Primary metabolic alkalosis is characterized as an acid-base disturbance associated with an elevated serum bicarbonate level (HCO3) and accompanied by an elevation in extracellular pH > 7.40 mm Hg. Significant alkalosis is usually associated with alveolar hypoventilation as a compensatory mechanism to increase pCO2. This compensatory changes is fairly linear and is predicted by the equation PaCO2 = 0.7 (HCO3) + 20. Severe alkalemia is defined as pH > 7.60 mm Hg [1]. Hospitalized patients are particularly at risk for metabolic acidosis due to vomiting, frequent use of naso-gastric tube, and so on [2]. Mortality from alkalosis is close to 50% at pH greater than 7.60 and reached 80% when pH is more than 7.65 mm Hg, hence, prompt therapy is prudent.

Metabolic alkalosis with pH 7.87 as highest ever documented previously in a case report [3], but here we are presenting a patient with severe metabolic alkalosis with pH 7.91 which is probably highest ever reported to the best of our knowledge.

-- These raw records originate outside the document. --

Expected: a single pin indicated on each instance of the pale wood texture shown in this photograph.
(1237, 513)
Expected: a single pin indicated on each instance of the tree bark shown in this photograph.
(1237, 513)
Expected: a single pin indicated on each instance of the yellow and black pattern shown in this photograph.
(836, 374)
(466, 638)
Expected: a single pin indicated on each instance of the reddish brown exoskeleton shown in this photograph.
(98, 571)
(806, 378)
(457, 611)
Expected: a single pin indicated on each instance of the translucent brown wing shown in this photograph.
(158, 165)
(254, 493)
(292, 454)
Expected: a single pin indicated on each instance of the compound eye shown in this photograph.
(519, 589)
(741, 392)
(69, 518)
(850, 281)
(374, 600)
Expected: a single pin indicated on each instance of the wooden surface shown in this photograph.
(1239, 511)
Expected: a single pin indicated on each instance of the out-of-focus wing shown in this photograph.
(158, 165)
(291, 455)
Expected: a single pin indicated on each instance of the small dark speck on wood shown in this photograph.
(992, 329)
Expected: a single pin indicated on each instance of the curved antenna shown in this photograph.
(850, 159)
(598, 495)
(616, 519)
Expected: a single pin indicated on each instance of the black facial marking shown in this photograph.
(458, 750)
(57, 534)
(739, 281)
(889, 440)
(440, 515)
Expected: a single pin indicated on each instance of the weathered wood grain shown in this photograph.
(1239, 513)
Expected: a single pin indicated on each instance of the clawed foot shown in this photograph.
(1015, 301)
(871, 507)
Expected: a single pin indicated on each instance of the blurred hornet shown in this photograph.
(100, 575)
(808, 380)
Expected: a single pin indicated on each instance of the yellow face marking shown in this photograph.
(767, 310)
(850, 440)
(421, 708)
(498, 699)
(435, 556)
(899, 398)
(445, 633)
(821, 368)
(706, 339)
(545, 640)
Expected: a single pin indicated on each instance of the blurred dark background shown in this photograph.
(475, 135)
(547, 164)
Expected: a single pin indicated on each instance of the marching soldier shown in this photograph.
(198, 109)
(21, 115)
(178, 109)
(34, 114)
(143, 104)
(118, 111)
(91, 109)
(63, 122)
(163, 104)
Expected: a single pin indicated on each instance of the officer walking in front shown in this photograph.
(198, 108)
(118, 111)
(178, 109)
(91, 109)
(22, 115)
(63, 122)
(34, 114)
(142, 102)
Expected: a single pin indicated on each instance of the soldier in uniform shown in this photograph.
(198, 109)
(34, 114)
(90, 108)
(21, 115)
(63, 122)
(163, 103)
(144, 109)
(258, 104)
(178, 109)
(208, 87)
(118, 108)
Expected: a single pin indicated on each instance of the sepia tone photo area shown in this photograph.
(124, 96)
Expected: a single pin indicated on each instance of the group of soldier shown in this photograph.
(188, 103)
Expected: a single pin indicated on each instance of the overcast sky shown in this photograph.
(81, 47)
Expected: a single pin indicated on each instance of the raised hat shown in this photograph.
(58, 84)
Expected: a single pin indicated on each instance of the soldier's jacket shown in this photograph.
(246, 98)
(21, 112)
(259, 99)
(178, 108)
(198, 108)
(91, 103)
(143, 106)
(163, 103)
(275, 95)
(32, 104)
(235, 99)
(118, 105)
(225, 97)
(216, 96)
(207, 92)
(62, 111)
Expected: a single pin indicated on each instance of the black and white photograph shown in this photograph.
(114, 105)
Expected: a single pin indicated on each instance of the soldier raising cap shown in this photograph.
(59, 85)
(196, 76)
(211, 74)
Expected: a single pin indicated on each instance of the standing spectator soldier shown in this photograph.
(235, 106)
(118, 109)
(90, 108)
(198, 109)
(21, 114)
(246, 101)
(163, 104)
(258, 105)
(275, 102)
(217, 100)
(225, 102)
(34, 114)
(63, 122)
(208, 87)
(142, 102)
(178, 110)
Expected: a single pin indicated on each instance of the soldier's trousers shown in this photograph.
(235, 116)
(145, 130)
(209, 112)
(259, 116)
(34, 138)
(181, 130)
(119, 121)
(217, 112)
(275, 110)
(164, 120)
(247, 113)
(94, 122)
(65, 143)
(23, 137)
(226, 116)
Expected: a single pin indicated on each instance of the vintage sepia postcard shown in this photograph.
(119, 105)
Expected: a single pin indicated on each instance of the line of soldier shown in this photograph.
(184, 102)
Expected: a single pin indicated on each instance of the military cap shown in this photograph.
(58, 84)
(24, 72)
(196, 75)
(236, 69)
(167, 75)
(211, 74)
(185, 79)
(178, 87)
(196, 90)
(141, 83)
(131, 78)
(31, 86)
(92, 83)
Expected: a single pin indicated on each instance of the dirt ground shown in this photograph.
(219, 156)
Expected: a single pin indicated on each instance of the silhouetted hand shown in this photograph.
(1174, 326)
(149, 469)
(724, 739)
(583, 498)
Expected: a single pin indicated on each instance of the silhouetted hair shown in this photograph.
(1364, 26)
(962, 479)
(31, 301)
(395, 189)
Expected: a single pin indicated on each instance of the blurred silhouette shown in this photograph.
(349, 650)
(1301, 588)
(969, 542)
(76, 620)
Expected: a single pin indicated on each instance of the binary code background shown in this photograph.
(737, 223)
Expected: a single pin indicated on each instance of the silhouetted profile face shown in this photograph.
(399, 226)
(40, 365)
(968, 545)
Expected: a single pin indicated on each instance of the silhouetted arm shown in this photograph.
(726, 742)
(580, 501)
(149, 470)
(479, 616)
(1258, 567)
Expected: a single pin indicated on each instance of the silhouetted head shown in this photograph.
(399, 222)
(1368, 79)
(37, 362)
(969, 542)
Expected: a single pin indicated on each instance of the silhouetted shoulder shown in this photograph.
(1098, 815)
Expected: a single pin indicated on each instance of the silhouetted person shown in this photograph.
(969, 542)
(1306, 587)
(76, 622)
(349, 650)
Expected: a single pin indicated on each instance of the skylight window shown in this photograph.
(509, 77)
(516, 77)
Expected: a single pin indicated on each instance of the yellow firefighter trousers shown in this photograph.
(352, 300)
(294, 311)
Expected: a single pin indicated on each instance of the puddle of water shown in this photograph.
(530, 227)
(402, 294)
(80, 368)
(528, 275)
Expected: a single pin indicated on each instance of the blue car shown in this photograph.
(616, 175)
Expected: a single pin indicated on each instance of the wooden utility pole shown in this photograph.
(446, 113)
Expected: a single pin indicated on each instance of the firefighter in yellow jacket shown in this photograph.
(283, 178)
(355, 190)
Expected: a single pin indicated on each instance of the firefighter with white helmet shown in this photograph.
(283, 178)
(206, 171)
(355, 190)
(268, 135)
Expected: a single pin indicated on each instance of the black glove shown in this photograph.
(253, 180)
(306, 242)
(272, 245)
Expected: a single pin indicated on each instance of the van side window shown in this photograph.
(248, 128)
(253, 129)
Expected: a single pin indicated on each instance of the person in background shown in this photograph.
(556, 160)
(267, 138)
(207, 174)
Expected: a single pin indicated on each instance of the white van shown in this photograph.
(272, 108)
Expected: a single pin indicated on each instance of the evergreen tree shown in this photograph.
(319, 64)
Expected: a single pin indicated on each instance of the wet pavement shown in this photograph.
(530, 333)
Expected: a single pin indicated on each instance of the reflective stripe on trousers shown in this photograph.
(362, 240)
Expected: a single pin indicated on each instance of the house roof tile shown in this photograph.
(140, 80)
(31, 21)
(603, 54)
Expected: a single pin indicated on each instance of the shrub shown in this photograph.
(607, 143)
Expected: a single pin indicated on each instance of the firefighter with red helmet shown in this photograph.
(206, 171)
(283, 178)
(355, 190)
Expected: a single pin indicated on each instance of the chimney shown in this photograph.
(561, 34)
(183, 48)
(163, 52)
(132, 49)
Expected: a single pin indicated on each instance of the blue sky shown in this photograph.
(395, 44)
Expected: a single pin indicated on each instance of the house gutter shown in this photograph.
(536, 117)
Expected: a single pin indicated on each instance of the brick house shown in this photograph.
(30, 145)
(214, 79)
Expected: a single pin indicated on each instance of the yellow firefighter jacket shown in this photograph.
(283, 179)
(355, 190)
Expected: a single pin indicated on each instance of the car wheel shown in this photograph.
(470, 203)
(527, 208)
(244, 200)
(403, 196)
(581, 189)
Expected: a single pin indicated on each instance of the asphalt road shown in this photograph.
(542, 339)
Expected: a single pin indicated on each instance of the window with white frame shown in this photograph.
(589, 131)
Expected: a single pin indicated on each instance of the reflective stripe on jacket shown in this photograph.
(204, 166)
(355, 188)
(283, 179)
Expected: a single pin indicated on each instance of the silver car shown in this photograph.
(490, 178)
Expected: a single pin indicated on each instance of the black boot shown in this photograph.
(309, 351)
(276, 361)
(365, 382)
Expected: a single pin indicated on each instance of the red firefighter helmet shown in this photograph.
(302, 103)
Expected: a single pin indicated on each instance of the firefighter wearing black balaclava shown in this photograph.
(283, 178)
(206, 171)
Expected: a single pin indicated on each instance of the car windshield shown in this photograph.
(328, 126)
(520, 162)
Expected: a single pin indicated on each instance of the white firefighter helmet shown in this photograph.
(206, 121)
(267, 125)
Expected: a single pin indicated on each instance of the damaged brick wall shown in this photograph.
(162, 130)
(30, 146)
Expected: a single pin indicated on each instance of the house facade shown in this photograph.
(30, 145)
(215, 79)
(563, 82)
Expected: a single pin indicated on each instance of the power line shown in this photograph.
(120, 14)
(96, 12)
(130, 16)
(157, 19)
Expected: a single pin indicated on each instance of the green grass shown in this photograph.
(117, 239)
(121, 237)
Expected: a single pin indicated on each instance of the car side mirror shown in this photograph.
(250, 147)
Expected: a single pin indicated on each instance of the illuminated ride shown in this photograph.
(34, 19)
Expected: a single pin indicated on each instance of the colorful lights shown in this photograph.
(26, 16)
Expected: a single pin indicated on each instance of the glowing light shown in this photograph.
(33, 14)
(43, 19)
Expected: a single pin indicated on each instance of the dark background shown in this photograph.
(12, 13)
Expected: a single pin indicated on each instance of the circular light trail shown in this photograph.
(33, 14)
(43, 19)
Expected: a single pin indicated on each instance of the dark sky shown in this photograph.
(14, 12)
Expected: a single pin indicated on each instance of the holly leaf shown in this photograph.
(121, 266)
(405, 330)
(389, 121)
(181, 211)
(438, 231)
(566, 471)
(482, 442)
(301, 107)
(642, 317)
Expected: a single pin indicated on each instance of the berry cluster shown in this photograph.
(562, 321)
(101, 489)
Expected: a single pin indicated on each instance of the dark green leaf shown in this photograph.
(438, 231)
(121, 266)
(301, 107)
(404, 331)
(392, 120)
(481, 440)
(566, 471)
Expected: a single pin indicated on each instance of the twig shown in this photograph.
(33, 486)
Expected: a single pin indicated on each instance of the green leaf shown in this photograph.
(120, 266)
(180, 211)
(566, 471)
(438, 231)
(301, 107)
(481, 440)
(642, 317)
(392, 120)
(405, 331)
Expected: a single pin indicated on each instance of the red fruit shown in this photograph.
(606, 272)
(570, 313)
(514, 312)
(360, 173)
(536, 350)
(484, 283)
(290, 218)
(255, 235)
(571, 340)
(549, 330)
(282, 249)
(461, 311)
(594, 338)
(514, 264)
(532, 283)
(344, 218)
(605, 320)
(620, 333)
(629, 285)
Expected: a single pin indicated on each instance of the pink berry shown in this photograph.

Metabolic alkalosis is classified as either saline responsive or saline non-responsive. Most common causes of saline responsive metabolic alkalosis are extracellular volume depletion, high doses of antacids, gastrointestinal fluid losses, diuretics, and so on. Mineralocorticoid excess is the most common cause of a saline nonresponsive state. These both can be easily distinguished by performing a spot urinary chloride level which is usually < 10 mEq/L in saline responsive and > 20 mEq/L in saline non-responsive metabolic alkalosis [4]. In healthy patients, loss of gastric secretions usually does not cause metabolic alkalosis until unless there is concomitant volume depletion and renal dysfunction [5]. Gastric outlet obstruction secondary to pyloric stenosis is reported as a common cause of severe metabolic alkalosis especially in children, but very rare in adults.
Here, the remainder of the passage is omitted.